Certify and Increase Opportunity.
Be
Govt. Certified Apache Cassandra Professional
Heap and thread monitoring
While Java takes care most of the details of memory and heap management, situations can occur where memory is never reclaimed. This recipe uses two java tools jmap and jhat, to capture a heap dump and examine it.
Steps to complete it
Determine the pid of a running java process
$ ps -ef | grep java
edward 3736 1 1 01:46 pts/0 00:00:06
Use the jmap tool to dump the heap to a file.
$ jmap -dump:file=b 3736
Dumping heap to /home/edward/hpcas/b …
Heap dump file created
Start a jhat web server on 7001 (this defaults to 7000 the cassandra storage port.
$jhat -port 7001 /home/edward/hpcas/b
Chasing references, expect 15 dots……………
Eliminating duplicate references……………
Snapshot resolved.
Started HTTP server on port 7001
Server is ready.
Jhat and jmap allow you to capture and review heap dumps.

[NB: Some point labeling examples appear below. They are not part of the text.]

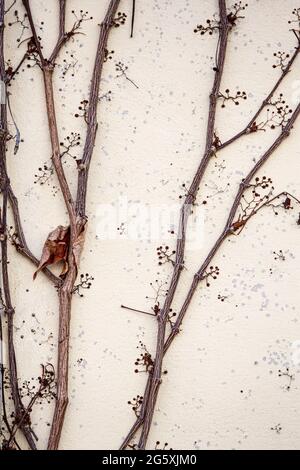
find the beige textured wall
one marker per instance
(223, 388)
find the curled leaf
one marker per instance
(55, 249)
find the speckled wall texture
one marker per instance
(223, 389)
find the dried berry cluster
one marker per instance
(119, 20)
(239, 95)
(212, 273)
(165, 254)
(86, 281)
(282, 60)
(144, 362)
(136, 404)
(213, 25)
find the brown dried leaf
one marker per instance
(55, 249)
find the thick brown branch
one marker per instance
(9, 310)
(92, 109)
(265, 102)
(185, 211)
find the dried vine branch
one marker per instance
(213, 144)
(76, 208)
(19, 409)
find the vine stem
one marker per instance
(76, 209)
(227, 228)
(9, 310)
(162, 347)
(162, 317)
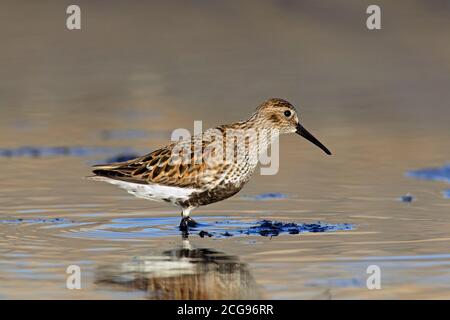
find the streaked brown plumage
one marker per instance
(206, 175)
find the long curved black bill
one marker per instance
(308, 136)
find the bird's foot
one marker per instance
(186, 223)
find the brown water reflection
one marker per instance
(184, 273)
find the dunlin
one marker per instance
(197, 171)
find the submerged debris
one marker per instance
(36, 220)
(407, 198)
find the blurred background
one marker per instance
(379, 99)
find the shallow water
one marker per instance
(117, 88)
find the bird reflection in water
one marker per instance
(184, 273)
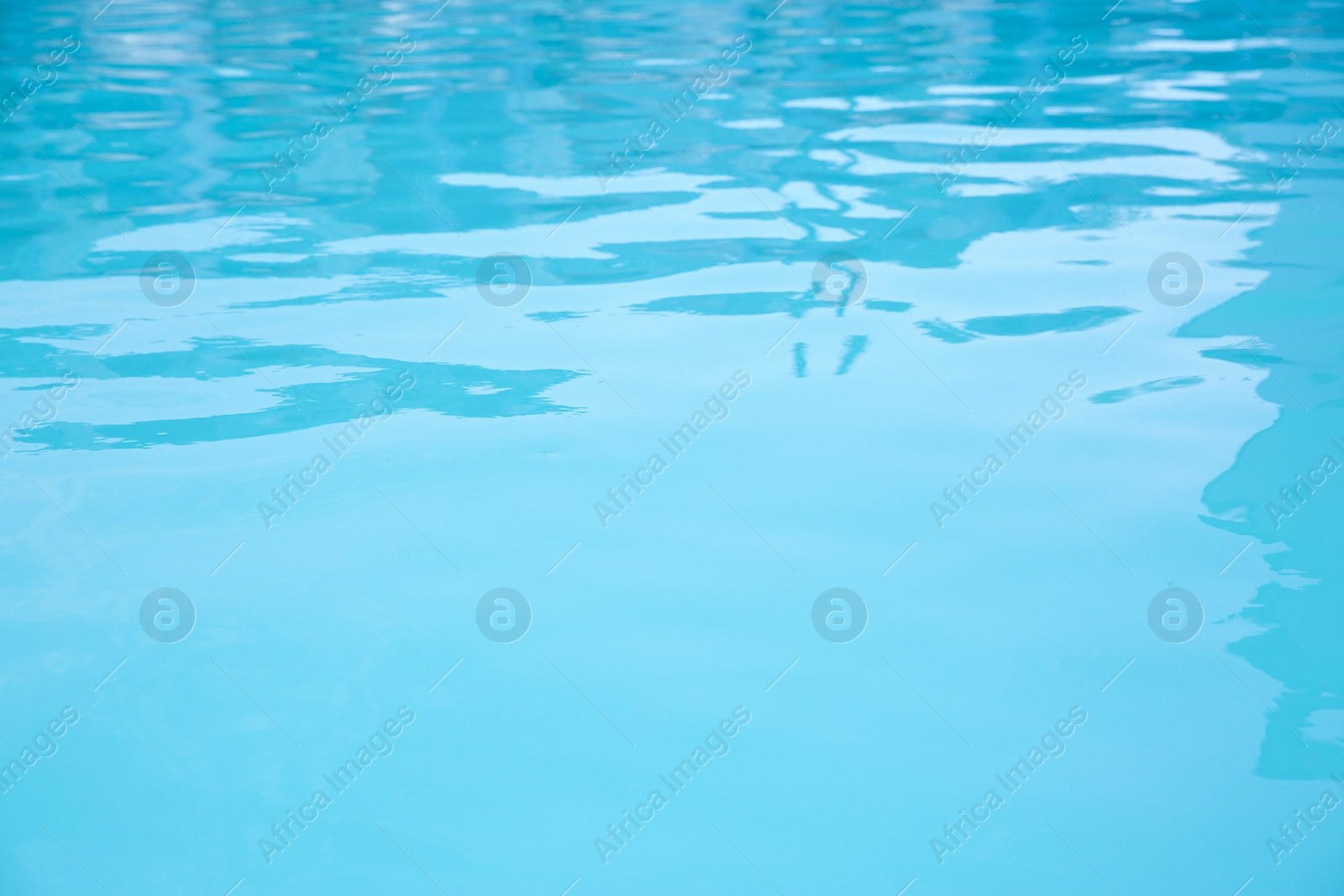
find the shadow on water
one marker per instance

This is a valuable tool when chasing down memory leaks or un-explained memory usage.
Tuning Java Heap
Because Cassandra is a database, it spends significant time interacting with the operating system’s I/O infrastructure through the JVM, so a well-tuned Java heap size is important. Cassandra’s default configuration opens the JVM with a heap size that is based on the total amount of system memory:
System Memory | Heap Size |
---|---|
Less than 2GB | 1/2 of system memory |
2GB to 4GB | 1GB |
Greater than 4GB | 1/4 system memory, but not more than 8GB |
General Guidelines
Many users new to Cassandra are tempted to turn up Java heap size too high, which consumes the majority of the underlying system’s RAM. In most cases, increasing the Java heap size is actually detrimental for these reasons:
- In most cases, the capability of Java 6 to gracefully handle garbage collection above 8GB quickly diminishes.
- Modern operating systems maintain the OS page cache for frequently accessed data and are very good at keeping this data in memory, but can be prevented from doing its job by an elevated Java heap size.
To change a JVM setting, modify the cassandra-env.sh file.
Because MapReduce runs outside the JVM, changes to the JVM do not affect Hadoop operations directly.
Thread Pool Statistics
Cassandra maintains distinct thread pools for different stages of execution. Each of these thread pools provide statistics on the number of tasks that are active, pending and completed. Watching trends on these pools for increases in the pending tasks column is an excellent indicator of the need to add additional capacity. Once a baseline is established, alarms should be configured for any increases past normal in the pending tasks column. Details on each thread pool are
Thread Pool | Description |
---|---|
AE_SERVICE_STAGE | Shows anti-entropy tasks |
CONSISTENCY-MANAGER | Handles the background consistency checks if they were triggered from the client’s consistency level <consistency> |
FLUSH-SORTER-POOL | Sorts flushes that have been submitted |
FLUSH-WRITER-POOL | Writes the sorted flushes |
GOSSIP_STAGE | Activity of the Gossip protocol on the ring |
LB-OPERATIONS | The number of load balancing operations |
LB-TARGET | Used by nodes leaving the ring |
MEMTABLE-POST-FLUSHER | Memtable flushes that are waiting to be written to the commit log. |
MESSAGE-STREAMING-POOL | Streaming operations. Usually triggered by bootstrapping or decommissioning nodes. |
MIGRATION_STAGE | Tasks resulting from the call of system_* methods in the API that have modified the schema |
MISC_STAGE | |
MUTATION_STAGE | API calls that are modifying data |
READ_STAGE | API calls that have read data |
RESPONSE_STAGE | Response tasks from other nodes to message streaming from this node |
STREAM_STAGE | Stream tasks from this node |
Apply for Apache Cassandra Certification Now!!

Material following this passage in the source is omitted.